When no one watches the governance forum, proposals become a cash withdrawal machine
Crypto KOL TheDeFinvestor believes this was not even a hacking attack. The reason for the proposal's approval is simple yet absurd: none of the BONK holders truly checked the details of the proposals on the governance forum.
This statement strikes at the foundational assumption of DAO governance.
The logic behind token-weighted voting presumes: holders will care about the project's future because they have economic interests tied to it. However, this assumption almost completely fails within meme coin projects.
The vast majority of BONK holders are speculative traders, buying for price fluctuations, with governance decisions having nothing to do with them. When the coin price fell 93% from its historical high of 0.000059 dollars in November 2024, its market cap shrinking from over 4 billion dollars to less than 400 million, even the enthusiasm of the speculators faded, let alone anyone browsing through the list of proposals in the governance forum.
When the market is cold, the forum is cold. When the forum is cold, a proposal hiding a transfer instruction can quietly hang for 6 days, awaiting automatic execution.
A study by the research institution Gauntlet in 2023 showed that over 60% of major DeFi protocols had a voting participation rate of less than 10%. BonkDAO's 2.9% voting rate is not even considered unusual in this context.
4.4 million for 20 million: the cost of the attack is far lower than the gain
If you were a bad person wanting to launch an attack, this calculation would be quite favorable.
The attacker spent about 4.4 million dollars to acquire voting rights and moved approximately 20 million dollars worth of treasury assets, achieving a return on investment ratio close to 1:5.
From a purely economic perspective, as long as the DAO treasury asset scale is larger than the cost needed to acquire the voting threshold, such attacks can be lucrative. BonkDAO's quorum is set at 1% of total supply, while the voting participation rate has long been below 3%. The attacker does not need to persuade anyone, just needs to appear when no one is paying attention, and then vote with money.

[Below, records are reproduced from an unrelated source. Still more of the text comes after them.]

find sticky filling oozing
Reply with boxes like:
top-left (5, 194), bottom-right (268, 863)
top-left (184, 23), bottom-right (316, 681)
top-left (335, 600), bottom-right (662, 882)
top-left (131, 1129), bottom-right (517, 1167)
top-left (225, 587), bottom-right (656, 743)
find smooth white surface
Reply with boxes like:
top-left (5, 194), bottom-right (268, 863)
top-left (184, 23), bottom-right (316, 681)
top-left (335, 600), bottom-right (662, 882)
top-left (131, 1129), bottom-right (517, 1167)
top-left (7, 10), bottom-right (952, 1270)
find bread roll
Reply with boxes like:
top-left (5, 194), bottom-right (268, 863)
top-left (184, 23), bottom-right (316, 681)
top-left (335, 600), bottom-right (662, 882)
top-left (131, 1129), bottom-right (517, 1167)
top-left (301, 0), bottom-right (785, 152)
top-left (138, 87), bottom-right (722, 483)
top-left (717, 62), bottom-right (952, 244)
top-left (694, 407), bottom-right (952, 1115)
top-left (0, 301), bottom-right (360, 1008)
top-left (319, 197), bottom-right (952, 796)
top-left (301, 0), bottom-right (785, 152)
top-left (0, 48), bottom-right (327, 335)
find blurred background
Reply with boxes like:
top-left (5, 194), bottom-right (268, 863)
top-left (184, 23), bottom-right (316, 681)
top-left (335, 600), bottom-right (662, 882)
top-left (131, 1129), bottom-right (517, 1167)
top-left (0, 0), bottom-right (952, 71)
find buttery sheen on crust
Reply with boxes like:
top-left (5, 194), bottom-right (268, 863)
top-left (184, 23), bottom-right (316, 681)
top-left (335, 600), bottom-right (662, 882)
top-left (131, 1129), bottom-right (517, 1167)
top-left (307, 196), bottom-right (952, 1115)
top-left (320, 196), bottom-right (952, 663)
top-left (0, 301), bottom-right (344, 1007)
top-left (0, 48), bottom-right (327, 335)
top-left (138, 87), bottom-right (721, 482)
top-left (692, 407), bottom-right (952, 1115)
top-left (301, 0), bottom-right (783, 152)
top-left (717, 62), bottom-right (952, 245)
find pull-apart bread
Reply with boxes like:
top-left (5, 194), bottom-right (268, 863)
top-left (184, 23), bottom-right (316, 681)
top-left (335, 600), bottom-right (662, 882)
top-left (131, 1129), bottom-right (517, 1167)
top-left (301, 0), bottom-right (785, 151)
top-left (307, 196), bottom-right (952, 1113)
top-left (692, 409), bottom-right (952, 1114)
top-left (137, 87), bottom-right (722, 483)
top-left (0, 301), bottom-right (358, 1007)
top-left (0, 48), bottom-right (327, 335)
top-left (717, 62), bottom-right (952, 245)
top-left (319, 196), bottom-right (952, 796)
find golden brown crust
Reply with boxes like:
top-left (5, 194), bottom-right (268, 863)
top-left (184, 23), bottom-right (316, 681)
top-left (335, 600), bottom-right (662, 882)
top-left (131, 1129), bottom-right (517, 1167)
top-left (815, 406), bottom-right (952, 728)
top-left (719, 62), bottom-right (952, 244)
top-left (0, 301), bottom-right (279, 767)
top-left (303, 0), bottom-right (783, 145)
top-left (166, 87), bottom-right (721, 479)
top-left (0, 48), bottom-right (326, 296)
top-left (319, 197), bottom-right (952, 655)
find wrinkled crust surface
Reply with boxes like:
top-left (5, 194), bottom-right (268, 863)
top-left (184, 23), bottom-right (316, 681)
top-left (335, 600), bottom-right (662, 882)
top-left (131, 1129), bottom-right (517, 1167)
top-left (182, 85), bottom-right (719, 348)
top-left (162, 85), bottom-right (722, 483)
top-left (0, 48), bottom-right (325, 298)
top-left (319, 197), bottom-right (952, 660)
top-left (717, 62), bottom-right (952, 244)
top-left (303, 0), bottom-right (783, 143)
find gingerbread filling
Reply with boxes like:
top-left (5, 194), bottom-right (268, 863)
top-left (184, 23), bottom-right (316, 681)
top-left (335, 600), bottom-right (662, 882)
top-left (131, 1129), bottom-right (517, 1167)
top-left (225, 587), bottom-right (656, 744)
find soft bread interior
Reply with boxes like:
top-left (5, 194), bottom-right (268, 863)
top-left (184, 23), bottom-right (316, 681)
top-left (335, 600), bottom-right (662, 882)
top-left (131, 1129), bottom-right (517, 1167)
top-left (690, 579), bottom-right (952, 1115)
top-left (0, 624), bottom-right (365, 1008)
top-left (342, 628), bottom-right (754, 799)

The blockchain security company PeckShield has detected that about 148,000 dollars of the stolen BONK has already flowed into the OKX exchange. The South Korean exchange Upbit has suspended BONK deposits and withdrawals. SlowMist co-founder Yu Xian confirmed the transfer records of approximately 4.426 trillion BONK on the X platform.
The price of BONK declined by about 8% to 10% after the news broke, currently reported around 0.000004 dollars.
The prospects of recovery are not optimistic; governance repair is the real issue
BonkDAO stated that it had identified the exchange wallets used by the attacker to purchase BONK and is working with on-chain analysis firms like Chainalysis to track the flow of funds. However, on-chain transfers executed via governance proposals are technically "legitimate transactions," unlike smart contract exploits, and cannot be reversed through on-chain rollbacks or hard forks. The hope of recovering funds mainly relies on exchanges freezing and law enforcement involvement, provided the attacker's true identity is successfully identified.
A greater risk is that the Solana Realms governance platform runs over 800 DAOs, managing a total of over 1.5 billion dollars in treasury assets. Any DAO with a treasury size larger than the cost of quorum acquisition, and a voting participation rate below 10%, faces the same risk exposure.
Ultimately, I find it most ironic that the full name of DAO is "Decentralized Autonomous Organization," where "autonomous" presupposes that someone is indeed governing.
When no one watches the governance forum, "decentralization" becomes "no one cares," and "autonomy" becomes "self-service withdrawal."